Yong Tian, Yue Sun, Yugang Su, Zhihui Wang and Chunsen Tang, 2012. Neural Network-based Constant Current Control of Dynamic Wireless Power Supply System for Electric Vehicles. Information Technology Journal, 11: 876-883.

DOI: 10.3923/itj.2012.876.883

URL: https://scialert.net/abstract/?doi=itj.2012.876.883
 
Received: December 06, 2011; Accepted: March 28, 2012; Published: May 29, 2012



INTRODUCTION

With soaring need of wireless power transfer (Green and Boys, 1994; Boys and Green, 1995; Kurs et al., 2007; Aristeidis et al., 2008) and green cars (Bai et al., 2005), electric vehicles and wireless dynamic power supply technique (Covic et al., 2007; Madawala and Thrimawithana, 2010; Seungyoung and Joungho, 2011) have become hot research areas in recent years. In the electric vehicle wireless dynamic power supply system, on the one hand, the relative move between power emission unit (primary part) and power pick-up unit (second part) leads to change of coupled parameter which results in output fluctuation; on the other hand, the nonlinear and higher order and characters of system which result from the existence of vast nonlinear switching and energy-storage devices, make it hard to build the accurate system model and control. Neural network (NN) is an algorithm that can deal with higher-order, nonlinear, strong-coupled, uncertain and complex matter very well (Abdalla and Deris, 2005; Edriss et al., 2008; Reddy et al., 2008; Mahi and Izabatene, 2011; Alsaade, 2011). With powerful ability in nonlinear mapped, it is good at self-learning and self-organizing (Venkatachalam et al., 2008; Guo et al., 2011). Under NN control, a higher-order, nonlinear and model hard to build system can be robust.

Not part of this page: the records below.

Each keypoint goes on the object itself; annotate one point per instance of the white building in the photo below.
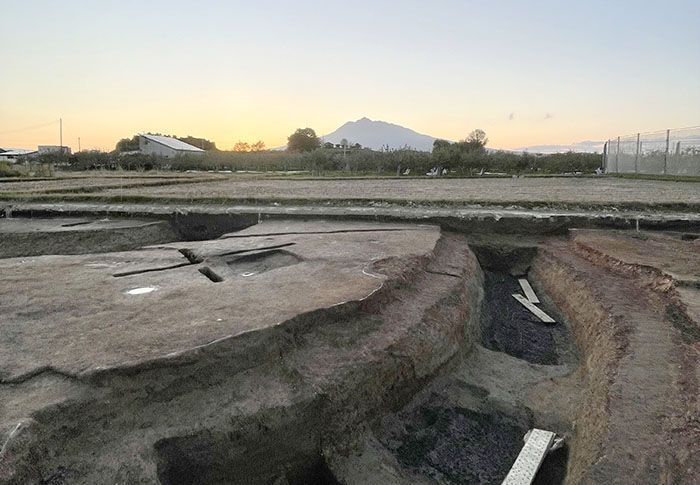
(12, 154)
(164, 146)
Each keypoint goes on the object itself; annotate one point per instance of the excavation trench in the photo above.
(435, 376)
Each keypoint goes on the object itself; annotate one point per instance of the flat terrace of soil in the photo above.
(585, 191)
(94, 311)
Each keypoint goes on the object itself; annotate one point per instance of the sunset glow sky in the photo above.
(528, 73)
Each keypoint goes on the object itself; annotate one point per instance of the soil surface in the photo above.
(507, 326)
(569, 190)
(457, 445)
(599, 191)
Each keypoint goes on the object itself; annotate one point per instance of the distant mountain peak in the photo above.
(376, 134)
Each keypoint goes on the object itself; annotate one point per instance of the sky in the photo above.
(528, 73)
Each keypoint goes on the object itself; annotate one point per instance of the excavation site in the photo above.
(181, 347)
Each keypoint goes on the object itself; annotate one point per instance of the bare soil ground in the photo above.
(603, 191)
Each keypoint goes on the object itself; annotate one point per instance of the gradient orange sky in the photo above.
(528, 73)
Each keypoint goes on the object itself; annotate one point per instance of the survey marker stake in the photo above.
(530, 459)
(536, 311)
(529, 292)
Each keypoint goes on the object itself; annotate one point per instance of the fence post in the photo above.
(668, 132)
(605, 157)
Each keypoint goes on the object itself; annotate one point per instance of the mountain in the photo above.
(378, 134)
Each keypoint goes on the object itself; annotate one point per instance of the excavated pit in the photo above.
(433, 375)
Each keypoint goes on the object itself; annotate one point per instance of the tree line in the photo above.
(467, 157)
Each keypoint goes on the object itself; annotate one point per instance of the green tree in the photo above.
(303, 140)
(445, 155)
(477, 138)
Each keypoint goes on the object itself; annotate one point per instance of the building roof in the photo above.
(173, 143)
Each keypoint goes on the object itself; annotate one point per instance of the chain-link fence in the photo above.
(670, 152)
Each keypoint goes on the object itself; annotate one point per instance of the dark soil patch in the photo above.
(509, 327)
(456, 445)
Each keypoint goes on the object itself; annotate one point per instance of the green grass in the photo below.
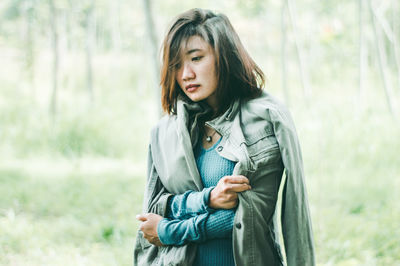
(70, 188)
(68, 218)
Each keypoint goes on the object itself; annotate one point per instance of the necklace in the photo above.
(209, 137)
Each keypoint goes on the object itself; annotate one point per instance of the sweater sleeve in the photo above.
(196, 229)
(189, 204)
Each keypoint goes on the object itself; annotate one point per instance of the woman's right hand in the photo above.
(224, 195)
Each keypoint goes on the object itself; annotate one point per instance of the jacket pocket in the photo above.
(143, 241)
(261, 142)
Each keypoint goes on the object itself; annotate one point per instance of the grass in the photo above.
(70, 189)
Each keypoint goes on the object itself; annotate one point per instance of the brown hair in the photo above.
(237, 74)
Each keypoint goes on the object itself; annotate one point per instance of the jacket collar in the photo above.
(189, 114)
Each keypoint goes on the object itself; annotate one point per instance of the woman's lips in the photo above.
(192, 88)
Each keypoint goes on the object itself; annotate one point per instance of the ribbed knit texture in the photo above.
(212, 167)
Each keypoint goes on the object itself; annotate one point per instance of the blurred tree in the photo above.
(381, 54)
(299, 52)
(362, 54)
(151, 32)
(395, 10)
(284, 52)
(89, 30)
(55, 51)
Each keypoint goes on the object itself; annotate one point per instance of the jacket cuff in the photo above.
(162, 232)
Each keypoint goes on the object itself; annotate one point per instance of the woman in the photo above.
(216, 160)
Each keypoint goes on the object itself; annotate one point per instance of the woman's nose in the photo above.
(188, 73)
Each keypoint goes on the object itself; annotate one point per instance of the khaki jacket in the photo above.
(260, 136)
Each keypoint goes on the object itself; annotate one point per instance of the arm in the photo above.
(196, 229)
(189, 204)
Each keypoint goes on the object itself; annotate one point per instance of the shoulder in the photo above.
(265, 107)
(165, 125)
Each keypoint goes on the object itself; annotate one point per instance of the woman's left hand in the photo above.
(149, 227)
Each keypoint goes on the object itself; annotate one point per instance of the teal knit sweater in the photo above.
(189, 219)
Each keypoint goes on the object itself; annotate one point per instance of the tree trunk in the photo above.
(55, 69)
(381, 60)
(284, 53)
(299, 52)
(153, 43)
(362, 55)
(30, 56)
(89, 51)
(396, 33)
(115, 24)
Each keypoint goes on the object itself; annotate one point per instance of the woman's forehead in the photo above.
(194, 44)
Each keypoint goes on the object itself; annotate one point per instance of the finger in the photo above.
(237, 187)
(237, 179)
(141, 217)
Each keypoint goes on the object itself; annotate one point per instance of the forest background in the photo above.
(79, 95)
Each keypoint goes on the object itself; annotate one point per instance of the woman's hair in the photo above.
(237, 74)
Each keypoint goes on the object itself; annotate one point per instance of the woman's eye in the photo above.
(196, 58)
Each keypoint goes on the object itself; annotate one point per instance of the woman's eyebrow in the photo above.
(193, 50)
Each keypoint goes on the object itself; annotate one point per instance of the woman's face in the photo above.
(196, 75)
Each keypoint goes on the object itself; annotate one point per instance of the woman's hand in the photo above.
(149, 227)
(224, 195)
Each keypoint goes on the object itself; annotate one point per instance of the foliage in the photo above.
(72, 183)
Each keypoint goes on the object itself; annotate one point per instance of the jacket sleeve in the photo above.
(296, 221)
(199, 228)
(155, 196)
(189, 204)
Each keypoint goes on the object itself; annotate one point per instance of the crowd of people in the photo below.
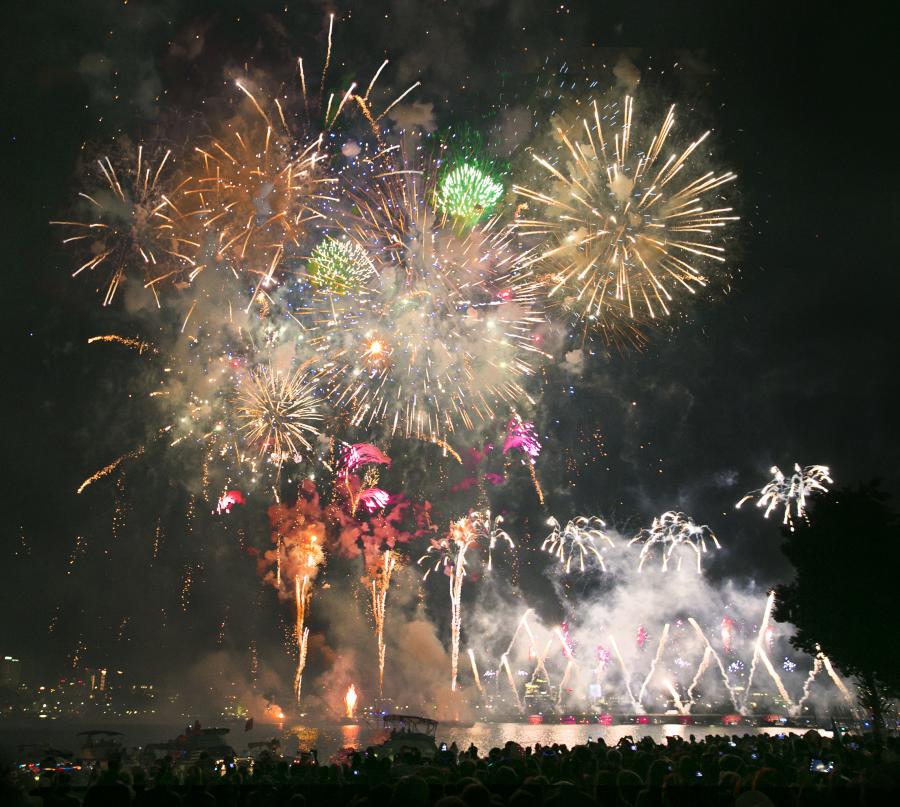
(747, 771)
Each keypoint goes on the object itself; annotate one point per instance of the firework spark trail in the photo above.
(679, 705)
(790, 492)
(617, 240)
(579, 538)
(302, 595)
(449, 554)
(137, 344)
(760, 653)
(108, 469)
(350, 701)
(807, 685)
(659, 651)
(277, 413)
(380, 585)
(298, 533)
(571, 664)
(504, 662)
(670, 531)
(475, 671)
(709, 648)
(626, 675)
(504, 658)
(701, 668)
(842, 687)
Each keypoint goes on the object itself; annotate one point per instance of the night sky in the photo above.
(794, 363)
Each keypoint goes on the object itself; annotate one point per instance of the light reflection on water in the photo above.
(484, 736)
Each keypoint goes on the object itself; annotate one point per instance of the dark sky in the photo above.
(795, 363)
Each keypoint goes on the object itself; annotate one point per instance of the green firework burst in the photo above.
(339, 265)
(467, 192)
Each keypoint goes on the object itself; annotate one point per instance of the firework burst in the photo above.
(339, 265)
(578, 541)
(467, 193)
(670, 532)
(450, 554)
(278, 412)
(790, 492)
(128, 227)
(437, 339)
(623, 228)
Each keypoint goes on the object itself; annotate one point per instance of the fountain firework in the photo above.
(449, 554)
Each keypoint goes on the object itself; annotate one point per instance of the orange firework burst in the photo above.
(624, 228)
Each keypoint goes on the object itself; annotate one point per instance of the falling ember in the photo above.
(108, 469)
(350, 701)
(137, 344)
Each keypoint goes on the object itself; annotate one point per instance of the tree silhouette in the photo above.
(844, 597)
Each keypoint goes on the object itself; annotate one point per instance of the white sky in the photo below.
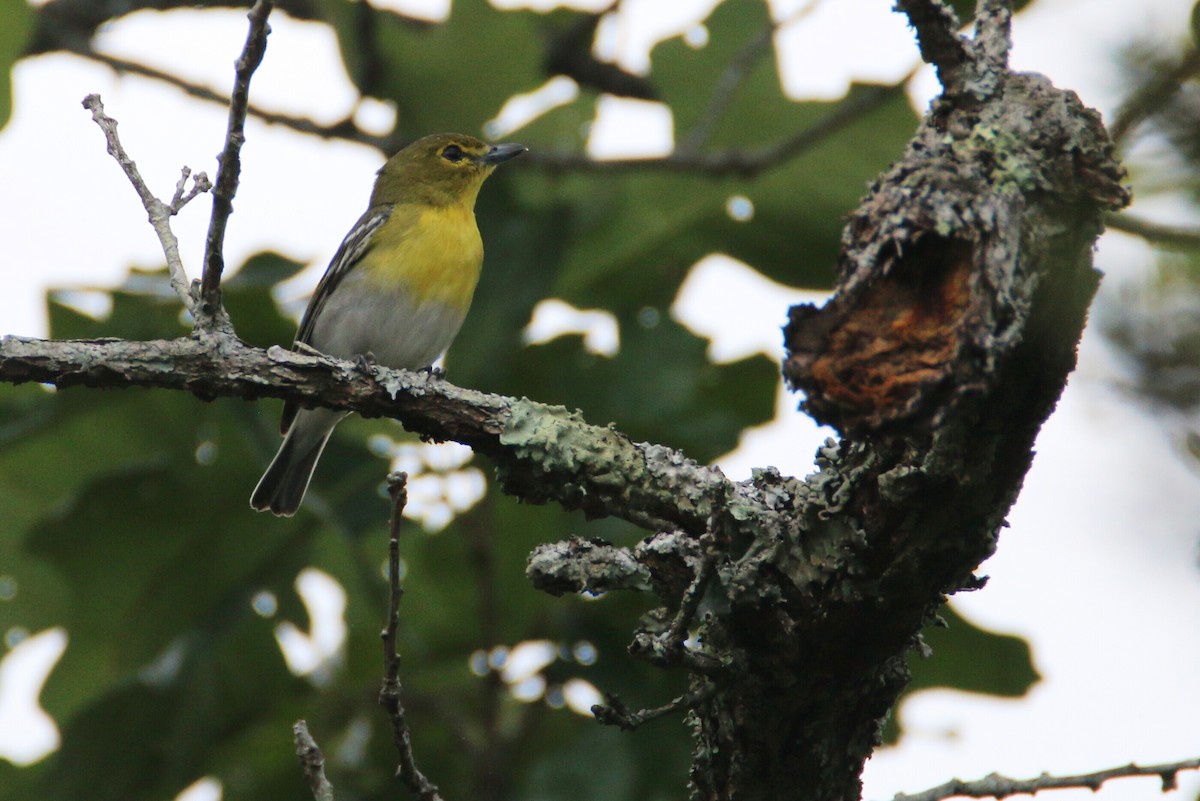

There are two ways to regulate output power, primary control and secondary control. Phase-shift control (Yugang et al., 2008; Yue et al., 2009), primary detuning control (Ping et al., 2008) and primary power injecting control (Xin et al., 2011) are the several common methods which ask to send second part output parameter to primary controller via added communication device such as infrared, radio frequency and so on. In the dynamic wireless power supply system for electric vehicles, obviously it is difficult to build an effective communication system between primary part and second part. In addition, the real-time transfer of signal cannot be insured. Therefore, for the dynamic wireless power supply system for electric vehicles, the latter one is more feasible. Some previous studies have proposed the principle of second part power regulate (Hu et al., 2000; Sallan et al., 2009) but an effective control strategy has not been given.

From the above analysis, a constant current control strategy based on BP neural network, used in electric vehicles dynamic wireless power supply is presented in this paper. Using the nonlinear function approximation ability of neural network keeps the output current constant via regulating the duty ratio of power control switch as the pickup and track become misaligned which leads to the coupling parameter change. Then, a simulation model is built in the Simulink to verify that this control strategy is much better than conventional PID control method both in overshoot and setting time.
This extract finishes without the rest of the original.